Berita  

Sering Blunder, Wajar Partai Baru PSI Paling Ditolak Masyarakat

Jakarta, KabarBerita.id — Rilis survei terbaru Litbang Kompas tidak hanya menunjukkan partai pendatang baru tidak ada yang lolos ambang batas parlemen (PT) 4 persen, tetapi adanya resistansi atau penolakan masyarakat terhadap partai-partai tersebut.

Uniknya, angka resistansi tersebut justru lebih tinggi dari elektabilitas partai-partai baru yang rata-rata cuma berkisar nol koma.

PSI menjadi partai baru yang paling tinggi resistansinya. Dengan elektabiltas hanya 0,9 persen, resistansi masyarakat terhadap partai pimpinan Grace Natalie itu ditolak oleh 5,6 persen masyarakat. Selanjutnya Perindo dengan elektabilitas 1,5 persen, resistensinya 1,9 persen. Kemudian Berkarya elektabilitas 0,5 persen, resistensinya 1,3 persen. Terakhir, Garuda elektabilitas 0,2 persen, resistensinya 0,9 persen.

Pengamat komunikasi politik, Ari Junaedi mengatakan, rendahnya elektabilitas partai-partai baru seperti PSI, Partai Garuda, Partai Berkarya dan Partai Perindo adalah wajar dan normal.

“Selain sebagai “new comer” positioning dan strategi branding partai-partai baru pun terbilang tidak tepat. Hal ini terlihat dari tingginya resistensi mayarakat termasuk PSI yang dibesut anak-anak milenial,” ujar Ari, Kamis (21/3).

Awalnya, Ari termasuk yang menaruh harapan besar terhadap PSI di saat-saat awal berdiri. Namun, di tengah perjalanannya partai tersebut kerap mengeluarkan blunder-blunder yang tidak perlu, serta mengganggu soliditas di koalisi partai-partai pendukung Jokowi-Maruf.

“Pernyataan perda syariah dan poligami yang masuk dalam ranah filosofis keagamaan sebaiknya tidak disentuh PSI di awal kampanye. Dengan cara seperti itu, PSI mengobarkan perang dengan kaum mayoritas,” ujar pengajar di Univesitas Indonesia ini.

“Demikian juga soal pernyataan PSI yang menyinggung kiprah partai-partai lama soal pendampingan terhadap gender, toh nyatanya sudah digarap oleh partai-partai yang jauh lebih senior,” ujar Ari menambahkan.

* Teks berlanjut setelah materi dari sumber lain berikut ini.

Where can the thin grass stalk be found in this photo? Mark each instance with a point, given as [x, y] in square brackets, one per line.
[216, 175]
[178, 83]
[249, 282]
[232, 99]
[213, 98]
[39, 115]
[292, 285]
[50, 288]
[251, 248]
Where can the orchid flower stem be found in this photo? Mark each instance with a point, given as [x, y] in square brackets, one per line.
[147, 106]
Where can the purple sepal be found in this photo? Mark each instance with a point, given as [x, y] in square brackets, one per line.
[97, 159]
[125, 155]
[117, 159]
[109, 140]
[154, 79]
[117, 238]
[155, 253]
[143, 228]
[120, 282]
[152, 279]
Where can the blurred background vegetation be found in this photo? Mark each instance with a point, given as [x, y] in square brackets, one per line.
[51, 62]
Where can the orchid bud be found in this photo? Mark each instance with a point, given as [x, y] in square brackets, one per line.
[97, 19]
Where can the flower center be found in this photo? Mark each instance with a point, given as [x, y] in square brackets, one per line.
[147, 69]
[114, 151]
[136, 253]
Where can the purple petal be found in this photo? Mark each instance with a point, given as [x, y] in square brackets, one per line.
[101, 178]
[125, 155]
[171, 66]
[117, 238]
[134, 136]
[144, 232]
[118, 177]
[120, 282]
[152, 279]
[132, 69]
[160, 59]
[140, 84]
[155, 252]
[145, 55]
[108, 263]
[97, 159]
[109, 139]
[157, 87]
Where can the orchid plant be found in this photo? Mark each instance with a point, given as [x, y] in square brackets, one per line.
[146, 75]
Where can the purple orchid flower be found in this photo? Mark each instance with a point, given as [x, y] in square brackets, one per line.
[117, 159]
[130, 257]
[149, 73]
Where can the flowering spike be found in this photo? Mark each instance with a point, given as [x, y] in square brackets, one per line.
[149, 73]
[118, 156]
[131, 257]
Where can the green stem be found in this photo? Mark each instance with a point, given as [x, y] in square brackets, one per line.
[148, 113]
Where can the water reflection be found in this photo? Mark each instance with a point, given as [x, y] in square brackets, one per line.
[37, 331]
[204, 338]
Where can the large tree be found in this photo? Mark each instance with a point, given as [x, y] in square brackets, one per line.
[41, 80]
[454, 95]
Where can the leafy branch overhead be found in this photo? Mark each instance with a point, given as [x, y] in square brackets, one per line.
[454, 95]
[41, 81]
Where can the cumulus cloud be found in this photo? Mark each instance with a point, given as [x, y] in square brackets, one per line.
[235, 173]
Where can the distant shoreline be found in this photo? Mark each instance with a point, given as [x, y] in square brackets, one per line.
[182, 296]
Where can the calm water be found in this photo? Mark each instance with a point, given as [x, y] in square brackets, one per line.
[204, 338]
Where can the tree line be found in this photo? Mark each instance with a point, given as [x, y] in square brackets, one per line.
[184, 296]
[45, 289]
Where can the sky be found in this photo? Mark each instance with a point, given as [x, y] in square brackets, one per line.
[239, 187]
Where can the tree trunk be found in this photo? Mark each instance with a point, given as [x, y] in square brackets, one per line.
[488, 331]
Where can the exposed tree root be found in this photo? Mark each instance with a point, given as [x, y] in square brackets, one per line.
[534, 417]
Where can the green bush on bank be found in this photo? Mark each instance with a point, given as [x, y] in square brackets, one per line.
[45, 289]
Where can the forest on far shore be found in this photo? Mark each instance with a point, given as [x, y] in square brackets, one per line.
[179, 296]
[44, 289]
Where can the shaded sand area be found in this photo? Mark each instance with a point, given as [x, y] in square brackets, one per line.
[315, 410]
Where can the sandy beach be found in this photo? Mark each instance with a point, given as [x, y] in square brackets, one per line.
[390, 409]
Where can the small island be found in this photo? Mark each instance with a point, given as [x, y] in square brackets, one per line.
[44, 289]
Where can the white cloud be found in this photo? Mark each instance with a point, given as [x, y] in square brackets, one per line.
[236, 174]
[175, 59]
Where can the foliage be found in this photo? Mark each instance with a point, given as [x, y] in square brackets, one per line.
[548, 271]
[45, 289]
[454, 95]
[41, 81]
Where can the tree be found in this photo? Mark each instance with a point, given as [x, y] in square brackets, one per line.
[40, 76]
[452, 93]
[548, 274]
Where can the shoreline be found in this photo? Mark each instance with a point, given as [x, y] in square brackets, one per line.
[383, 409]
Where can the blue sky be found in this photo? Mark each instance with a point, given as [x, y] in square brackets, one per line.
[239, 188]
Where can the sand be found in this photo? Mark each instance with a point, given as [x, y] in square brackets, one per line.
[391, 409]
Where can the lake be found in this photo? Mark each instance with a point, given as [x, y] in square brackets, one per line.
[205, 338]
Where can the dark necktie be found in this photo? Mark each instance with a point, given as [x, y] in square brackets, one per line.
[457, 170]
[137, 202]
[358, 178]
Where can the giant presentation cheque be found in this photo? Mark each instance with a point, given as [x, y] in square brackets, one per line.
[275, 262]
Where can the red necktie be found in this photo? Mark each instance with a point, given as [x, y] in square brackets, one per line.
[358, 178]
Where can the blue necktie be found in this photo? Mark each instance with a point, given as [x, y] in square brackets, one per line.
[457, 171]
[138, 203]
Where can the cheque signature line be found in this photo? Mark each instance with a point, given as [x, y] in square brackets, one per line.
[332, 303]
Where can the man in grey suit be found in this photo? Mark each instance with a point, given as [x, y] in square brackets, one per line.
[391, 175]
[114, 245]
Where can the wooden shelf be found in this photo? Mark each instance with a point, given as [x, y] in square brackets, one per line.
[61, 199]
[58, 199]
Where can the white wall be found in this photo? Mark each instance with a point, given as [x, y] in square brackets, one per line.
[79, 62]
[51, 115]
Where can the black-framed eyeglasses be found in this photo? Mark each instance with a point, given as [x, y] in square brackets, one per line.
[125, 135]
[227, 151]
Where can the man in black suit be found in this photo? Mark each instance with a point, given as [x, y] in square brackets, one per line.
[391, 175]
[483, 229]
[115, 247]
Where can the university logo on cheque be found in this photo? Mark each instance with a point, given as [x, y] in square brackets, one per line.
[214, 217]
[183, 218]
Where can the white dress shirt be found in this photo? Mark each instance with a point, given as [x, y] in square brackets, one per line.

Semestinya menurutnya, PSI lincah bermanuver di pusaran-pusaran isu-isu nasional tanpa membuat permusuhan dengan partai-partai lain. PSI harusnya percaya diri bermain di isu-isu milenial mengingat captive marketnya di kalangan milenial atau pemilih pemula.

“Ini kan tidak, PSI membuka front “pertempuran” dengan partai-partai “senior”, tidak peduli yang ada di dalam koalisi atau tidak serta tidak menggarap intens pasar potensialnya,” papar Ari.

“PSI kurang santun dalam berpolitik serta tidak bisa melepaskan diri dari gaya anak muda yang temperamental,” tutupnya.